Se han realizado estudios de implementación de la educación artística en el aula, revelando que los efectos más potentes se obtienen en aquellos programas que integran las artes en las asignaturas del currículo, de tal modo, que se obtienen múltiples beneficios en relación al aprendizaje y comportamiento de los alumnos.


De acuerdo a Rabkin y Redmon (2004) [1] entre los beneficios más significativos se encuentran:

  • Existe un mayor compromiso emocional de los alumnos en el aula.

  • Los alumnos trabajan de forma más activa y aprenden unos de otros.

  • Los grupos de aprendizaje cooperativo convierten las clases en comunidades de aprendizaje.

  • Se facilita el aprendizaje en todas las asignaturas a través de las artes.

  • Los profesores colaboran más y tienen mayores expectativas sobre sus alumnos.

  • El currículo se vuelve más real al basarse en un aprendizaje por proyectos.

  • La evaluación es más reflexiva y variada.

  • Las familias se involucran más.


Las neurociencias, en sus descubrimientos y aportaciones, en relación a la educación señalan tres factores imprescindibles para el aprendizaje y que las artes pueden mejorar: la memoria, las emociones y la creatividad.


Cada lenguaje artístico, música, artes visuales, teatro, expresión corporal y danza conllevan una serie de elementos que les caracterizan y que favorecen a la estimulación de la memoria, la creatividad, la expresión de emociones, cada uno, permitiendo desde sus perspectivas, la adquisición de habilidades y/o capacidades, constituyendo una recompensa cerebral natural, necesaria para el aprendizaje. Mediante la educación artística, con actividades que hagan felices a los alumnos, será posible la adquisición de competencias socio-emocionales decisivas para el desarrollo personal y cognitivo.


La sensibilidad, la capacidad y aún el deseo de crear y de conectarse con otros seres humanos son construcciones socio-culturales en las cuales, la escuela, tiene un lugar preponderante. El desarrollo de cada niño y lo que le pase con el arte, dependerá en gran medida, de las posibilidades que tenga para explorar y desplegar sus potencialidades y convertirlas en competencias”
- Mariana Sprvking[2]

- Lorena Silva


 

Bibliografía:


¿Por qué el cerebro humano necesita el arte? Consultado el 22/08/2018, 16:33 hrs.

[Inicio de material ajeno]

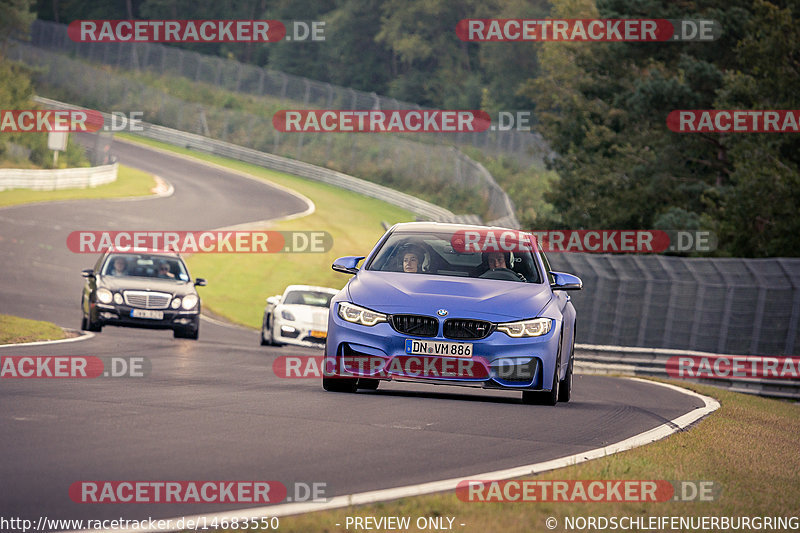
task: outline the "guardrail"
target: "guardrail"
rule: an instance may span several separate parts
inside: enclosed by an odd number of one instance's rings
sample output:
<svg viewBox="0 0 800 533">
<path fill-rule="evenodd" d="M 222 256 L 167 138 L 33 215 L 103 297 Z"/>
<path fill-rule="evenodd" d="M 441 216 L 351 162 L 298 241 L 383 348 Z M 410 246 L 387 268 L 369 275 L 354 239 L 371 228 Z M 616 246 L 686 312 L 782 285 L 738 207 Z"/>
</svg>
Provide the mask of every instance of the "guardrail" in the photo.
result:
<svg viewBox="0 0 800 533">
<path fill-rule="evenodd" d="M 672 378 L 667 373 L 667 361 L 671 357 L 754 357 L 713 354 L 689 350 L 666 350 L 660 348 L 630 348 L 625 346 L 575 345 L 575 370 L 581 374 L 624 374 Z M 800 379 L 765 378 L 700 378 L 686 379 L 694 383 L 723 387 L 733 392 L 744 392 L 774 398 L 800 399 Z"/>
<path fill-rule="evenodd" d="M 34 24 L 34 27 L 39 26 L 41 25 Z M 59 32 L 60 35 L 63 33 L 63 38 L 67 43 L 71 43 L 66 36 L 66 26 L 56 25 L 48 28 Z M 526 139 L 535 142 L 537 136 L 529 132 L 489 131 L 469 134 L 462 132 L 452 134 L 455 136 L 442 134 L 450 136 L 441 139 L 447 140 L 448 144 L 435 142 L 428 134 L 284 133 L 277 131 L 269 116 L 265 114 L 254 115 L 239 109 L 201 105 L 136 81 L 136 76 L 131 77 L 116 71 L 109 72 L 108 69 L 94 66 L 95 62 L 101 61 L 101 57 L 103 58 L 101 62 L 109 59 L 103 50 L 109 53 L 120 52 L 116 46 L 120 43 L 94 43 L 89 49 L 80 46 L 73 51 L 78 55 L 87 51 L 90 53 L 83 56 L 84 60 L 78 60 L 68 55 L 64 47 L 52 46 L 53 41 L 48 39 L 46 32 L 39 36 L 44 40 L 36 38 L 33 45 L 14 41 L 9 57 L 26 64 L 37 65 L 39 67 L 35 76 L 37 85 L 55 91 L 54 95 L 62 100 L 109 112 L 114 110 L 121 113 L 133 111 L 147 113 L 147 120 L 153 124 L 322 167 L 331 167 L 330 162 L 336 161 L 335 168 L 339 172 L 362 176 L 374 183 L 386 183 L 410 194 L 428 191 L 431 201 L 460 209 L 458 205 L 448 203 L 448 195 L 445 194 L 447 188 L 454 187 L 462 194 L 469 195 L 469 209 L 479 213 L 483 219 L 502 220 L 503 225 L 507 227 L 520 227 L 511 200 L 505 191 L 497 186 L 486 169 L 481 168 L 476 161 L 451 144 L 462 146 L 460 142 L 463 140 L 462 137 L 478 136 L 482 139 L 479 149 L 481 151 L 489 149 L 491 153 L 491 148 L 495 146 L 491 137 L 511 134 L 509 138 L 516 139 L 512 143 L 515 149 L 522 149 L 522 152 L 526 153 L 528 150 L 523 148 L 523 143 L 517 141 Z M 138 49 L 140 46 L 156 45 L 139 43 L 133 46 Z M 121 49 L 131 50 L 129 46 L 122 46 Z M 173 52 L 179 51 L 174 47 L 162 47 L 159 50 L 164 53 L 169 51 L 170 56 Z M 202 56 L 198 56 L 200 57 Z M 110 64 L 121 66 L 114 60 L 111 60 Z M 180 76 L 180 69 L 176 71 L 173 67 L 175 66 L 171 62 L 167 63 L 167 68 L 164 64 L 150 65 L 150 68 L 154 68 L 158 73 L 169 72 L 170 76 Z M 92 80 L 103 81 L 96 83 Z M 221 80 L 217 79 L 216 85 L 219 86 L 220 82 L 225 84 L 225 80 L 228 80 L 228 76 L 223 76 Z M 314 92 L 312 84 L 306 84 L 306 90 L 301 94 L 308 97 Z M 333 102 L 314 103 L 315 98 L 303 100 L 305 104 L 287 98 L 291 96 L 287 94 L 279 100 L 265 96 L 263 102 L 265 109 L 281 106 L 305 108 L 315 105 L 327 108 L 333 105 Z M 350 100 L 337 100 L 332 108 L 338 109 L 344 106 L 348 109 L 377 109 L 372 104 L 364 106 L 356 104 L 355 100 L 350 104 L 348 101 Z M 387 183 L 388 179 L 391 179 L 390 183 Z"/>
<path fill-rule="evenodd" d="M 32 189 L 34 191 L 85 189 L 116 181 L 117 172 L 116 163 L 83 168 L 3 168 L 0 169 L 0 191 L 7 189 Z"/>
<path fill-rule="evenodd" d="M 58 109 L 72 109 L 82 110 L 86 109 L 81 106 L 51 100 L 50 98 L 36 97 L 35 100 L 45 106 L 58 108 Z M 111 126 L 111 115 L 103 113 L 105 126 Z M 252 148 L 245 148 L 224 141 L 210 139 L 202 135 L 194 133 L 187 133 L 184 131 L 166 128 L 155 124 L 148 124 L 142 122 L 141 126 L 143 131 L 131 132 L 148 139 L 190 148 L 199 152 L 229 157 L 237 161 L 244 161 L 254 165 L 263 166 L 279 172 L 286 172 L 303 178 L 308 178 L 314 181 L 328 183 L 336 187 L 341 187 L 352 192 L 363 194 L 371 198 L 377 198 L 388 202 L 392 205 L 402 207 L 411 211 L 415 215 L 427 218 L 437 222 L 468 222 L 479 223 L 480 219 L 475 215 L 456 215 L 452 211 L 434 205 L 425 200 L 421 200 L 410 194 L 402 193 L 371 181 L 362 180 L 355 176 L 350 176 L 342 172 L 330 170 L 323 167 L 318 167 L 303 161 L 296 161 L 287 157 L 269 154 L 266 152 L 259 152 Z"/>
<path fill-rule="evenodd" d="M 61 109 L 84 109 L 79 106 L 37 97 L 36 100 L 47 106 Z M 103 114 L 107 125 L 110 124 L 110 115 Z M 436 206 L 411 195 L 389 189 L 372 182 L 361 180 L 341 172 L 318 167 L 302 161 L 295 161 L 281 156 L 259 152 L 250 148 L 243 148 L 224 141 L 209 139 L 201 135 L 181 132 L 163 126 L 144 124 L 144 131 L 138 132 L 144 137 L 159 140 L 177 146 L 192 148 L 201 152 L 220 155 L 271 168 L 281 172 L 302 176 L 315 181 L 321 181 L 337 187 L 378 198 L 392 203 L 417 215 L 436 221 L 463 222 L 467 217 L 454 215 L 447 209 Z M 472 215 L 474 216 L 474 215 Z M 467 220 L 475 222 L 474 220 Z M 497 225 L 503 225 L 495 221 Z M 666 362 L 675 355 L 707 355 L 707 352 L 694 352 L 685 350 L 669 350 L 659 348 L 629 348 L 622 346 L 599 346 L 589 344 L 576 345 L 576 368 L 581 373 L 594 374 L 632 374 L 669 377 L 666 372 Z M 697 379 L 691 380 L 699 383 L 723 386 L 732 391 L 773 396 L 780 398 L 800 398 L 800 380 L 770 380 L 770 379 Z"/>
</svg>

Spravking, Mariana. Artes plásticas en el preescolar: cuestiones del enseñar y del aprender. Conferencia en el XXVIII Foro Nacional de Educación preescolar, Morelia, Michoacán de Ocampo , México Lic. Mariana Spravkin. Consultado en https://youtu.be/lH43AJl99cM.



 

[1] Guillén, Jesús C. ¿Por qué el cerebro humano necesita el arte?.


[2] Spravking, Mariana. Conferencia “Artes plásticas en el preescolar: cuestiones del enseñar y del aprender.